Southwest first airline to cut outlook after Boeing 737 MAX groundings
About 2,800 groundings are due to unscheduled maintenance and the 737 MAX saga; Boeing stock has tumbled 12.3% since the Ethiopia crash
Bengaluru — On Wednesday, Southwest Airlines became the first major airline to formally cut its financial outlook for the year after being forced to pull its new fleet of 34 Boeing 737 MAX planes out of service.
The Texas-based airline, which has struggled with maintenance problems and a harsh US winter, estimates it will have canceled 9,400 flights between mid-February and March 31, reducing growth in its number of available seats to just 1% compared to a year ago.
This compares with a forecast of about 3.5% to 4% in late January. The reduction also led it to cut growth in another closely watched measure — revenue per available seat mile (RASM) — by a full percentage point. Overall, it estimates it will lose $150m in revenue in the quarter compared to previous expectations.

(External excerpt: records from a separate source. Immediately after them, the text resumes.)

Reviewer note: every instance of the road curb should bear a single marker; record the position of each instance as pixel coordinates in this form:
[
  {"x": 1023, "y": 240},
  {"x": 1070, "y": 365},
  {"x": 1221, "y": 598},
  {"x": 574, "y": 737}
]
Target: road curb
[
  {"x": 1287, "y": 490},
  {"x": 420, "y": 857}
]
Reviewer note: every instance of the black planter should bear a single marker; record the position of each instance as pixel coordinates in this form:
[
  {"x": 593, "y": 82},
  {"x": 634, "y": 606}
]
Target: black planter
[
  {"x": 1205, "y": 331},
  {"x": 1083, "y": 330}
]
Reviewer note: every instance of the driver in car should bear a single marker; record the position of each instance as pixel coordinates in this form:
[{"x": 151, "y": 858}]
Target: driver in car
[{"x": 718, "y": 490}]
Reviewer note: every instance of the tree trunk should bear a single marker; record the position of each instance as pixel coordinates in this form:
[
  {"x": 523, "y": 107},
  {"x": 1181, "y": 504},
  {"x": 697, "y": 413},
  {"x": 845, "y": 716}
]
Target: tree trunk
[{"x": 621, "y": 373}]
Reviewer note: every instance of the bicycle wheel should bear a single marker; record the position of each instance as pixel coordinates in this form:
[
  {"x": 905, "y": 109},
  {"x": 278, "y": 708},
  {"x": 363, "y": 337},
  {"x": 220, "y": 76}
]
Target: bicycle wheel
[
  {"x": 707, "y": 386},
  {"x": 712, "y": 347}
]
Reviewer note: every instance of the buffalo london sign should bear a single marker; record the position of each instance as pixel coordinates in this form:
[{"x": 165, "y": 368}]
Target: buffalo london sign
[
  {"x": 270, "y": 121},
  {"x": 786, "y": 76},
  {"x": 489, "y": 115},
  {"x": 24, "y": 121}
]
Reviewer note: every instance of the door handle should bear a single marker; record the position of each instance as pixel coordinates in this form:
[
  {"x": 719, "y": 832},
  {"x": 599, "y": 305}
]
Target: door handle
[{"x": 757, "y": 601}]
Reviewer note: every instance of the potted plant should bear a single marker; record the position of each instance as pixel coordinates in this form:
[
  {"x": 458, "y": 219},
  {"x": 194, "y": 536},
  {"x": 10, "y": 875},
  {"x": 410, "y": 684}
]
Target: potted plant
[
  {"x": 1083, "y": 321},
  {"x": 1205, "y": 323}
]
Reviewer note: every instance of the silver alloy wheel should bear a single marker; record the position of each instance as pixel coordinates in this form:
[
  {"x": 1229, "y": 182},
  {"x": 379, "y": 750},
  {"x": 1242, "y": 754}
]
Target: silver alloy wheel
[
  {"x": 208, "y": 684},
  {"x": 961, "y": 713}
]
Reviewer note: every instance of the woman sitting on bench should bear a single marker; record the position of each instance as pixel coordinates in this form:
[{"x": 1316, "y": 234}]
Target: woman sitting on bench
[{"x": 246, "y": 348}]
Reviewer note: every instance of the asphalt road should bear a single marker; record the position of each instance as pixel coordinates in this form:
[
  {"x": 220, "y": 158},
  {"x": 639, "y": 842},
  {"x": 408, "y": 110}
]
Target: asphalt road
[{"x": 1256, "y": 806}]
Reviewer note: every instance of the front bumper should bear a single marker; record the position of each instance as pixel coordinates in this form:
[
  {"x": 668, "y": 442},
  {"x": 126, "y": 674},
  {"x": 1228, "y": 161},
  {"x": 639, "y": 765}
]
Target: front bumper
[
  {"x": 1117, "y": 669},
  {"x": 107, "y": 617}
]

“[We] experienced softness in passenger demand and bookings related to the government shutdown, resulting in an estimated $60m negative revenue impact in first quarter 2019,” Southwest said. “Trends have also been negatively impacted by more winter weather disruptions than expected, unscheduled maintenance disruptions, further softness in leisure-oriented passenger demand and yields, and the MAX groundings.”
Southwest also now estimates first-quarter unit costs to increase about 10%, compared with its previous forecast of about 6% because of flight cancellations. This figure excludes fuel costs and profit-sharing expenses.
Shares of Southwest were up 2% at $49.70, reversing earlier losses.
US airlines and manufacturers, along with Wall Street, have been slow to estimate losses from the fall-out of the Ethiopian Airlines crash on March 10, which killed 157 and led to the worldwide grounding of Boeing’s new MAX jets.
Southwest said of its expected cancellations, about 3,800 would be weather-related and about 2,800 due to unscheduled maintenance disruptions and the grounding of the 737 MAX 8.
Its larger rival, American Airlines, has so far said only that it was cancelling about 90 flights a day as a result of the grounding of its own 24 Boeing 737 MAX planes. The third-biggest US carrier United Airlines has 14 of the planes.
“The impacts associated with the MAX are contained to Southwest, American, and United, though are most acute for Southwest as per today’s update,” Morgan Stanley analyst Rajeev Lalwani said.
Tough April for airlines
This week, Boeing is briefing airlines on software and training updates for the MAX, with more than 200 airline pilots, technical experts and regulators from around the world due to visit the Washington, facility where the 737 is assembled.
As well as approval from the US Federal Aviation Administration (FAA), any MAX software fixes will need a green light from governments around the world, which could take months.
While shares of the world’s biggest plane manufacturer have fallen about 12% since the March 10 crash, Wall Street has been slow to predict major financial implications.
“[Our] base case is a multiple-month grounding punctuated by a manageable fix; meaning the stock can resume its move into the $400s with a path to more than $500,” analysts from US bank Citi said.
Another Wall Street analyst, Cowen’s Cai von Rumohr, said most of the immediate impact on airlines is likely to be in March and April given the leisure-oriented spring break travel period.
“We still see a tough first quarter, marred by the government shutdown, weather, and MAX grounding; and the second quarter will be affected throughout at least April, probably longer,” he said.
Boeing is due to brief pilots and a US senate hearing with the FAA later on Wednesday. Boeing shares were marginally down at $370 on Wednesday. Since the Ethiopian Airlines crash on March 10, the stock has tumbled 12.3%.